How the delayed F-35 could leave Britain’s defences wafer thin for years

It’s now been six years since the F-35 Lightning II was originally meant to be operational and almost 10 since they went into production. Britain’s 14 year saga with the American Joint Strike Fighter program, entered into under Tony Blair’s government, still has no end in sight. 2015 also marks the fourth year that the United Kingdom has been without any carrier borne fast jets after the sale of the Royal Navy’s Harriers, and one year since the navy’s final fast jet carrier, HMS Illustrious, was finally decommissioned.

It is not predicted that Illustrious’ replacement will be in combat ready service before 2020. That will mean for six years at least, Great Britain will not have a single fast jet carrier, and only one helicopter carrier (the flagship, HMS Ocean). It could also be possible that following HMS Queen Elizabeth’s introduction, her complement of aircraft will be quite far behind.

Problematically, the Ministry of Defence (MoD) decided to u-turn from the 2010 Strategic Defence and Security Review decision to install catapults on the Queen Elizabeth-class carriers after being quoted extraordinary costs by BAE Systems.

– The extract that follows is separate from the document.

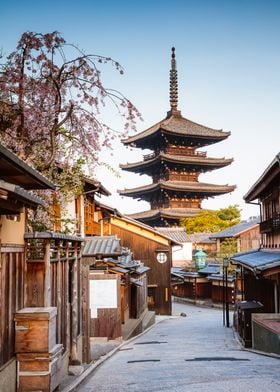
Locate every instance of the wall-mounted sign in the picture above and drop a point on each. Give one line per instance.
(161, 257)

This means that paradoxically, until the F-35 decides to become a capable warplane, no aircraft but the Harrier, sold as no longer required, could operate from the carrier decks.

Despite the MoD’s insistence that the F-35B will be ready for combat in 2018, Nick Harvey the former Coalition Minister for the Armed Forces, before being reshuffled in 2012, disagrees. In May he told the Independent that the F-35 could end up being more than eight years late.

“Not a cat in hell’s chance” He said on the proposal that the F-35 would be combat-ready by 2018. “I don’t recall … having heard anyone suggesting that these things could be used in combat before 2020.”

In 2018/19, the Royal Air Force’s Tornado fleet of 98 will be retired from service after 36 years. The brunt of duties, should the F-35 not be in service by then, will be entirely placed on the shoulders of the Eurofighter Typhoon, a proven to be totally poor ground attack and reconnaissance aircraft, as evaluated in reports by Armasuisse (graph below). It will also reduce the amount of active RAF fast jets from 223 to a mere 125, according to current numbers.

The size of the initial UK order of F-35s is also concerning for many, with only 48 currently confirmed, meaning that for years to come while the orders are fulfilled, the Royal Air Force could end up at its smallest size in decades with the Typhoon taking up much of the slack. While Russia continues to mount sorties against the United Kingdom’s airspace, those who are charged with defending the country’s skies will be at their weakest.